As outgoing Twitter CEO Elon Musk found butter chicken and naan ‘insanely good,’ a team of senior Tesla executives is reportedly planning to visit India this week to explore entering the niche EV market and expand its footprint beyond China.

As per a media report, citing sources, the Tesla executives are expected to meet officials from Prime Minister Narendra Modi’s office.

“The discussions will revolve around the possibility of local sourcing of components for Tesla’s car models,” the report noted.

Whether Musk will accompany the team was not clear yet, as he gears up to hand over the Twitter baton to Linda Yaccarino, former chairman of Global Advertising and Partnerships at NBC Universal, and “devote more time to Tesla” and bring it back on course.

The visit by Tesla executives comes at a time when the country is betting big on EV adoption.

With the friendly government policies and new entrants arriving on the scene with cheaper EVs, the country is set to witness a plethora of options in the next 2-3 years. Industry experts expect that passenger car EV penetration will cross 21 per cent by 2027 from 1.3 per cent in 2022.

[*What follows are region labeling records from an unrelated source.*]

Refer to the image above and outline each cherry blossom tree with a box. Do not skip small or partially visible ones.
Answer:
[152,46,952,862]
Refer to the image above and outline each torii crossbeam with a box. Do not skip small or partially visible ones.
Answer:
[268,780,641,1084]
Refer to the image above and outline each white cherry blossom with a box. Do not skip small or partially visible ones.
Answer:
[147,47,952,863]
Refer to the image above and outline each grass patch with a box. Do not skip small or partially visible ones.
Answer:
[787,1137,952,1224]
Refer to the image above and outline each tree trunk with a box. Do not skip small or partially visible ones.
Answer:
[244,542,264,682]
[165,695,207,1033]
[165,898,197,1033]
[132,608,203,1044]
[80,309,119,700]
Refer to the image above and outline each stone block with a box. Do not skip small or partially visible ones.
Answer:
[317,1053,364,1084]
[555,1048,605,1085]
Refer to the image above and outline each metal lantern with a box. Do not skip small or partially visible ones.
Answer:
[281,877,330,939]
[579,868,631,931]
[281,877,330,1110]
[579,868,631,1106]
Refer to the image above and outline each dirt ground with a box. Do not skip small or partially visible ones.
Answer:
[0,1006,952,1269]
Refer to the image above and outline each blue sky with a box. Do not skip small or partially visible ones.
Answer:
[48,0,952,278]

However, Musk has time and again said he faced challenges from the government for releasing its products in India. “Tesla isn’t in India yet due to “Challenges with the government,” he had posted.

The team he hired in India in 2021 was diverted to focus on the Middle-East and the larger Asia-Pacific markets last year. Currently, India levies 100 per cent tax on the imported cars of price more than $40,000 (Rs 30 lakh), inclusive of insurance and shipping expenses, and cars less than $40,000 are subject to 60 per cent import tax.

With such a price tag, Tesla Model 3 may remain as an affordable model in the US but with import duties, it would become unaffordable in the Indian market with an expected price tag of around Rs 60 lakh. Musk has said he wants to launch cars in India but the country’s import duties on EVs are “highest in the world by far”.

Musk loses appeal, must consult lawyers to post certain Tesla-related tweets

Meanwhile, Elon Musk has lost another bid to end a 2018 settlement with the US Securities and Exchange Commission (SEC) regarding his controversial “funding secured” tweets after a federal appeals court rejected his effort to modify his settlement with the SEC.

The 2nd US Circuit Court of Appeals in Manhattan rejected Musk’s argument that the consent decree reached in 2018 is a “prior restraint” on his speech. “Each tweet plausibly violated the terms of the consent decree,” the Court of Appeals for the Second Circuit in New York City wrote in its ruling, it was reported.

Musk must continue to have certain Tesla-related tweets pre-approved by a lawyer. The court said in its ruling that the SEC investigated three of his tweets: the infamous 2018 “funding secured” tweet that subsequently resulted in the consent decree, a $40 million fine and Musk losing the chairmanship of Tesla.